195 ülkenin taraf olduğu Paris İklim Anlaşması'na ilişkin konuşan Kurum, Türkiye'nin gelişmiş ülkelerin bulunduğu Ek-1 listesinde yer aldığının altını çizdi.

İklim finansmanına erişim noktasında diğer ülkelere yapılanın aynısının Türkiye'ye de yapılması gerektiğini anlatan Kurum, bu çerçevede Türkiye'ye yapılan haksızlığın giderilmesini ilettiklerini ifade etti.

Cumhurbaşkanı Recep Tayyip Erdoğan'ın iklim değişikliği konusundaki vizyonunu Birleşmiş Milletler Genel Kurulu'nda paylaştığını aktaran Kurum, "Paris Anlaşması'na taraf olduk. 2053 yılında ülkemizin karbon nötr bir ülke olması, sıfır emisyona erişebilmek üzerine Sayın Cumhurbaşkanımız hedefimizi tüm dünyaya ilan ettiler." dedi.

1950'li yıllarda Türkiye'nin sanayi devrimini kaçırdığını, 1990'lı yıllarda teknolojik devriminden kısmen istifade ettiğini kaydeden Kurum, "Bu anlayışla çalışmalarımızı yürüteceğiz. Şimdi artık yeni bir sürece giriyoruz. Yeşil kalkınma süreci, yeşil dönüşüm dediğimiz sürece giriyoruz. Ve bu süreçlerden açıkçası en olumlu anlamıyla istifade etmek istiyoruz. Bugüne kadar olduğu gibi maruz kalan bir ülke olmak istemiyoruz, bu dönüşümlere etki eden, liderlik eden ülke olmak istiyoruz." ifadesini kullandı.

"2053'de sıfır emisyon" hedefi doğrultusunda İklim Şurası düzenlenecek

İklim Değişikliği Koordinasyon Kurulu'nu kurduklarına dikkati çeken Kurum, Türkiye'nin "2053'de sıfır emisyon" hedefi doğrultusunda stratejik planın yapılacağı İklim Şurası'nı 2022 yılının ocak ayında düzenleyeceklerini söyledi.

Emisyonların yüzde 70'inin fosil yakıtlardan kaynaklandığına işaret eden Kurum, 2030 yılına kadar emisyon artışlarının azaltılması noktasında verilen taahhütlerin üzerinde başarılı bir süreç izlendiğini dile getirdi.

Kurum, "Bizim amacımız 2053'e geldiğimizde ürettiğimiz emisyonlarla bu emisyonları yutacağımız bir sistemi, yani 'karbon nötr' dediğimiz adımları atmamız gerekiyor. Bu stratejik plan da aslında bunlarla ilgili. Yutak alanlarımızı arttıracağız, yenilenebilir enerji kaynaklarımız noktasında çok iyi durumdayız." değerlendirmesini yaptı.

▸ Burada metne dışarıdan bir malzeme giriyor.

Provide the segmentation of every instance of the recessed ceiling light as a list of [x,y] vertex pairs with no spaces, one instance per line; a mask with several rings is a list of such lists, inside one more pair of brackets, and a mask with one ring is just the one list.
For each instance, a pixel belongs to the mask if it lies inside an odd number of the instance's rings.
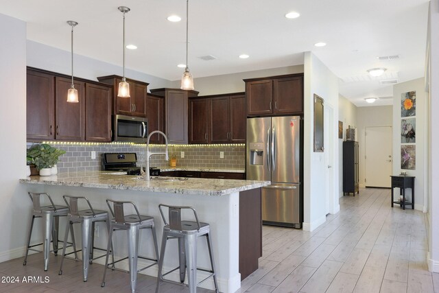
[[367,102],[369,104],[372,104],[374,103],[376,100],[378,99],[377,97],[366,97],[366,99],[364,99],[366,100],[366,102]]
[[296,12],[295,11],[292,11],[291,12],[288,12],[285,14],[285,17],[287,19],[297,19],[298,17],[299,17],[300,16],[300,14],[298,12]]
[[178,23],[181,21],[181,17],[178,15],[171,15],[170,16],[168,16],[167,19],[173,23]]
[[382,75],[387,69],[385,68],[372,68],[368,70],[370,75],[373,77],[377,77]]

Üretim sektörünün, yeşil mutabakata uyum çerçevesinde eylem planlarını hayata geçireceğini belirten Kurum, "Artık bundan sonra üretim, sürdürülebilir üretim olacak, çevre dostu üretim olacak, iklim dostu üretim olacak. Bu çerçevede adımlar atılacak. İnşallah Sanayi Bakanlığımız ve Enerji Bakanlığımızla birlikte 'Emisyon Ticaret Sistemi' kuracağız." diye konuştu.

Emisyon ticaret sisteminin tüketiciye olumlu yansıyacağına değinen Kurum, bu vesileyle yeşil alanların sayısının da artacağını ifade etti.

Atatürk Havalimanı Millet Bahçesi'nin ihalesi yıl sonunda yapılacak

Ülke genelinde 81 milyon metrekare millet bahçesi hedefiyle başlatılan çalışmalarda 111 Millet Bahçesinin tamamlandığına vurgu yapan Kurum, Atatürk Havalimanı Millet Bahçesi ihalesinin bu yıl sonu itibarıyla yapılacağını ve Cumhuriyetin 100. yılında, 2023'de hizmete açılacağını açıkladı.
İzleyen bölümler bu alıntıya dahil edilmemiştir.